The assumption is that vehicles are more likely to be parked at home, often unlocked, rather than driven to an office. That’s why it’s so important we make sure we’re keeping our vehicles locked when at home and that we keep our keys out of children’s reach.

Here are some other helpful tips to keep your children safe:

  • Never leave your child alone in a car—not even for a minute. It might seem like a good idea during these challenging times, but it’s not worth the risk. It doesn’t take long for a car to heat up to dangerous levels in just a short amount of time.
    • It’s also easy to get distracted or delayed in a store, especially with the special precautions being taken by many retailers to help maintain proper social distancing, which might mean longer than anticipated time in a store.
  • Keep car doors and trunks locked and keep key fobs out of reach. Kids might think playing inside a car would be a fun activity, but they could easily get trapped inside. Lock your car doors and remind your neighbors (even those without kids).

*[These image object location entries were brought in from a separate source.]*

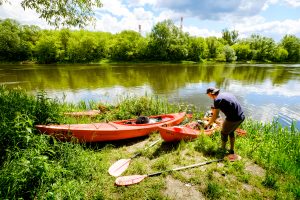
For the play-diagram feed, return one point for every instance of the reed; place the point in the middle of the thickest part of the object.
(37, 166)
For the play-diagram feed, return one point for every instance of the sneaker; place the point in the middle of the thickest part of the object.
(231, 151)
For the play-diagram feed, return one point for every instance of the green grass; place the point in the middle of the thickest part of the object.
(36, 166)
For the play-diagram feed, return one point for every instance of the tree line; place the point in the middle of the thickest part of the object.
(165, 42)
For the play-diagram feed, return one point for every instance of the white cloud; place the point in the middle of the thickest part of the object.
(293, 3)
(259, 25)
(114, 7)
(14, 10)
(195, 31)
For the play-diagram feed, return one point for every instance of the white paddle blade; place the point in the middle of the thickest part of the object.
(129, 180)
(119, 167)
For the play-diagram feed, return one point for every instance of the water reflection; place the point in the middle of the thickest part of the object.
(266, 91)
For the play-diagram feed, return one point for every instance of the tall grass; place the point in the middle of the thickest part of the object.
(36, 166)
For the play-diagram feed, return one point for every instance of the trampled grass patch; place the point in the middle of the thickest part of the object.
(36, 166)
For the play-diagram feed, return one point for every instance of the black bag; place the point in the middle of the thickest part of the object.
(142, 120)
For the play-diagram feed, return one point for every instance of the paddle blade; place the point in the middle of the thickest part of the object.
(129, 180)
(119, 167)
(241, 132)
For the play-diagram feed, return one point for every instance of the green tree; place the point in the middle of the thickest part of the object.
(126, 46)
(167, 42)
(214, 47)
(242, 50)
(229, 53)
(9, 40)
(47, 48)
(197, 49)
(230, 36)
(62, 12)
(280, 54)
(262, 47)
(84, 47)
(292, 44)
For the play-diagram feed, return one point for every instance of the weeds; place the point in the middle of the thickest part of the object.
(36, 166)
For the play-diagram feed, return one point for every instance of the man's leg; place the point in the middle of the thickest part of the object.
(228, 129)
(232, 140)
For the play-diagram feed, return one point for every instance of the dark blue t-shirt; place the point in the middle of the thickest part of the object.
(230, 106)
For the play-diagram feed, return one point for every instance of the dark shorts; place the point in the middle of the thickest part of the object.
(228, 128)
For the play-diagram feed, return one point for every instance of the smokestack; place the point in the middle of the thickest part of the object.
(181, 22)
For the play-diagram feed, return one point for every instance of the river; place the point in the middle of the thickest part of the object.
(266, 91)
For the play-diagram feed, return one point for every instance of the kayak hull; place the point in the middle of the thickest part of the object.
(177, 133)
(112, 131)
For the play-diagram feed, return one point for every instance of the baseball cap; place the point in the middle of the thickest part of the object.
(212, 90)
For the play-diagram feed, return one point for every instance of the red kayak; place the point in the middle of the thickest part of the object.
(117, 130)
(177, 133)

  • Create reminders. During the pandemic we’re all distracted and we’re all experiencing different levels of stress. Studies show that when we experience stress, it’s easy to become forgetful.
    • Keep a stuffed animal in your child’s car seat when it’s empty and move the toy to the front seat as a visual reminder when your child is in the back seat. You can also place your cell phone, briefcase, or purse in the backseat when traveling with your child as a reminder.

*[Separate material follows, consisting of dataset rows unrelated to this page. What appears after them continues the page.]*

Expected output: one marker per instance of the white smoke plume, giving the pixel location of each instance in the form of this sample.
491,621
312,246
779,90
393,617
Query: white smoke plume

  • Teach your child what to do if they ever were to get locked in a car. Show them how to manually unlock the doors. Another good tip is to teach children that if they were locked in to honk the car horn repeatedly until someone comes to help them get out.
  • Finally, take action. If you see a child alone in a car, call 911. And if possible, rescue the child from the vehicle after receiving emergency instructions.